Arriving at a decision at the end of all survey rounds is necessary, but it is not always possible to elicit the desired consensus among stakeholders on complex topics. This means that some method must be applied in which a decision can be made after the final Delphi round, even if a pre-defined threshold of consensus (e.g. agreement of 75% or higher) has not been reached. The chosen voting scheme and analysis approach can influence the results, making it critical to understand and select this approach carefully prior to conducting the study. Moreover, efforts have been made to reduce cognitive biases within future-oriented Delphi studies by adapting specific Delphi design features (Winkler & Moser, 2016). However, to the best of our knowledge, there is no guidance on this in the literature, although there are calls for improving the clarification around the methodological approaches to Delphi studies (Markmann, Spickermann, von der Gracht, & Brem, 2021; Niederberger & Spranger, 2020). Therefore, this methodological insight aims to address this gap by showing how researchers who intend to conduct a Delphi study can apply methods from social choice theory to inform their selection of a voting scheme. The voting scheme and analysis technique form an important bridge between the qualitative input we derived from the interviews and the need to objectively weigh individual preferences where can be only one final option. In our case, that included, for example, to decide in which location the intervention should be delivered. Therefore, our paper aims to contribute to the research of mixed methods design in Delphi studies. To this end, we introduce different voting schemes and considerations for choosing the most appropriate approach for individual Delphi studies.
Discussion
Deciding on the Voting Scheme
Using an arbitrary voting example, Nurmi (2012) demonstrated that the same sample of participants would come to different results each time without changing their preference, depending on the voting scheme and the analysis technique applied.
To understand the reason behind this, some key concepts from social choice theory need to be understood. On the one hand, there is the aim to aggregate participants’ highest preferences towards available options. An appropriate collective choice should thus be based on agreement. On the other hand, there is a concept of reducing “avoidable unhappiness” (Smith, 2005a). This means that besides looking at participants’ preferred options, the disagreement or lower preference around other options should also be considered. To manage the tension between aggregated preferences and reducing avoidable unhappiness, social choice theory aims to reveal the deeper preference structure of participants, to obtain the most accurate and comprehensive insight into participants’ preferences as possible (Faliszewski et al., 2017). Another aspect to consider when finding an appropriate voting scheme is the aim to inhibit strategic voting as much as possible. Strategic voting is insincere voting that does not follow an individual’s genuine preference structure. Instead, participants might disregard certain options that they would otherwise select, in order to give other promising options an advantage.

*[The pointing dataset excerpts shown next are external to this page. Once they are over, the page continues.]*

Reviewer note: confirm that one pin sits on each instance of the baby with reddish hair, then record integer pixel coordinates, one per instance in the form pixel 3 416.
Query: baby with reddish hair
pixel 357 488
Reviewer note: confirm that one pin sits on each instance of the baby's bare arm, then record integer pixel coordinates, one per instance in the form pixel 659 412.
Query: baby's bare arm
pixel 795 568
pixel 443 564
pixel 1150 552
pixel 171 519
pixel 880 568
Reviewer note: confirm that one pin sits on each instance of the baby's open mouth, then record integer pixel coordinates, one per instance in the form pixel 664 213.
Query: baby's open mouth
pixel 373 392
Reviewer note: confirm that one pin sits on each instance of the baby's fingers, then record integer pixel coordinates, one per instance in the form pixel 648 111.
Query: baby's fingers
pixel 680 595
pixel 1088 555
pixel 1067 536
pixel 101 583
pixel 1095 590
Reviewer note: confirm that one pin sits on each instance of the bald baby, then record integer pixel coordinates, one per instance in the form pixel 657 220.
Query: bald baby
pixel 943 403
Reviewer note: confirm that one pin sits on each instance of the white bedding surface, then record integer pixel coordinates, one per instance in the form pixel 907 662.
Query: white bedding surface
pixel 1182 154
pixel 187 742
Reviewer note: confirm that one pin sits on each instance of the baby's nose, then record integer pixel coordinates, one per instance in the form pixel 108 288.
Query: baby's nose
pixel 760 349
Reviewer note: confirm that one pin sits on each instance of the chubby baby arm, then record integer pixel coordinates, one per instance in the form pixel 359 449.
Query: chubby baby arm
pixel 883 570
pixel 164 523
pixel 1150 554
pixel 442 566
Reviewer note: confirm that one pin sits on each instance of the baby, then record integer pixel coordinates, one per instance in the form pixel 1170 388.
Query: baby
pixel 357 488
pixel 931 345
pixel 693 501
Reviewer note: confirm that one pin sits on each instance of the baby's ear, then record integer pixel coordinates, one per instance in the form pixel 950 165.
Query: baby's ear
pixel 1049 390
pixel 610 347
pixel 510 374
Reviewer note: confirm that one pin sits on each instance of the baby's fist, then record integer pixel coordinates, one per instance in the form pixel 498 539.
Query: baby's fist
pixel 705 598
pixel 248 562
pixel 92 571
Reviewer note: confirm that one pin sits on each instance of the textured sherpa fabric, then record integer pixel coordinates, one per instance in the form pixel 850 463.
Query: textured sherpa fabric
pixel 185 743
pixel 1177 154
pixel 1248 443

In the following sections, we provide an overview of four different voting schemes derived from social choice theory that could be used within the scope of a Delphi study: (1) majority voting, (2) approval voting, (3) Borda voting, and (4) range voting. Advantages and disadvantages for each of the four voting schemes are discussed. We follow each description with an example based on our Delphi study, which aimed to determine contextual factors for a heart failure self-care intervention, in order to demonstrate that different voting schemes lead to different outcomes. In the fictitious example provided, ten participants were asked to rank the primary location (from most preferred to least preferred) where the intervention should be delivered (Whittal et al., 2021). Each example uses the same number of participants and preferences for the delivery location, with the only difference being the type of voting scheme applied.
Majority Voting
The most commonly used voting scheme is the majority vote, also known as ‘plurality’ vote. In majority voting, each participant selects their most preferred option out of all given options. By aggregating these votes, the winner option is determined as that which received the majority of the votes (Faliszewski et al., 2017; Szpiro, 2010). That means, however, that researchers do not obtain any further insights into participants’ deeper preference structures, i.e., no understanding is acquired of participants’ preferences besides their most preferred option. As a result, majority voting can be prone to avoidable unhappiness. Strategic voting is also a risk; participants might select an option other than their true preference if they suspect that the selected option might be popular among other participants. Ideally, reaching consensus among stakeholders should not only be based on measuring the highest agreement towards a preferred option, but also by reducing the avoidable unhappiness of participants (Nurmi, 2012). In the case of a majority vote, where participants select one option and the option with the most votes wins, avoidable unhappiness cannot be prevented because only the surface of the participants’ deeper preference structure is visible (Nurmi, 2012; Szpiro, 2010).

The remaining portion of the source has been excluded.